Improving Reproducibility of Interactive Notebooks Using Application Virtualization with FLINC2
Summary
Improving Reproducibility of Interactive Notebooks Using Application Virtualization with FLINC2
Highlights
FLINC2's design is general, based on interactive computation and client-server architecture, making it adaptable to various notebook platforms like JupyterHub and those supported by HydroShare. Experiments using notebooks from hydrology, data science, and earth science domains demonstrate FLINC2's effectiveness. It generates lighter containers than equivalent batch containers and maintains interactive workflows without platform modifications. The tool's source code and documentation are available via GitHub.
Interactive notebooks, such as Jupyter, are popular in scientific computing for their ability to facilitate interactive workflow development, data exploration, and visualization. However, despite being shareable, notebooks frequently suffer from reproducibility issues due to the lack of included computational environments and difficulties in resolving both explicit and implicit dependencies, leading to 'dependency hell' in different execution environments.
Application virtualization (AV) offers a lightweight solution to share code, data, and environment. Existing AV tools typically support non-interactive, batch applications, capturing dependencies during an 'audit' phase to enable 'repeat' execution. However, these tools are not suitable for the interactive, client-server architecture of notebooks, as they cannot handle dynamic modifications and communication protocols inherent in notebook interactions.
FLINC2 is introduced as an easy-to-use user-space tool that extends application virtualization to interactive notebooks. It virtualizes the notebook process, capturing the environment and all data dependencies without altering the notebook's content. FLINC2's design accommodates the interactive nature of notebooks and their client-server architecture, ensuring consistent behavior and 'flexible reproducibility' across diverse environments.

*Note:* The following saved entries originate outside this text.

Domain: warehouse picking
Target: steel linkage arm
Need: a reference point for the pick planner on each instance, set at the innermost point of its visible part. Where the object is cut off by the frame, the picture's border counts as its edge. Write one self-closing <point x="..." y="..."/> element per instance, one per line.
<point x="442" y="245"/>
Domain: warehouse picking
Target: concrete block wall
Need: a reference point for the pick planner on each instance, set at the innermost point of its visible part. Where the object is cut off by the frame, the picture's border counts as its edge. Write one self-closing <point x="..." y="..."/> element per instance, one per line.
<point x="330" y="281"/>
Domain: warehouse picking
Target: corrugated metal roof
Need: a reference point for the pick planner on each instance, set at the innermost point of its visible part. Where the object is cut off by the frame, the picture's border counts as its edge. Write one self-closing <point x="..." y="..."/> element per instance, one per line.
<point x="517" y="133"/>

FLINC2 operates in two phases: 'audit' and 'repeat'. During the audit phase, it creates a lightweight notebook container with all necessary dependency files. In the repeat phase, it uses this container for seamless execution. A key feature is its ability to check for notebook modifications; if no changes are detected, it re-executes using the container. If changes are made, it resumes regular execution with the target environment. FLINC2 also includes an 'export' mechanism to transfer audited containers to non-notebook environments, ensuring broader reproducibility.

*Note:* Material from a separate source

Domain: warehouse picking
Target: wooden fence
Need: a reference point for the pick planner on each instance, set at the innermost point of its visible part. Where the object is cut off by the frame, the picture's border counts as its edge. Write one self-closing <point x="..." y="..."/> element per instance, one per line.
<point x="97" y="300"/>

The paper uses a motivating scenario involving collaborative scientists (Alice, Bob, Charlie) to illustrate the reproducibility problems FLINC2 solves. For instance, Bob can use FLINC2 to run Alice's notebook in his own notebook environment, while Charlie can leverage the export feature to run it in a non-notebook environment, ensuring that the computational workflow produces consistent results despite environmental differences.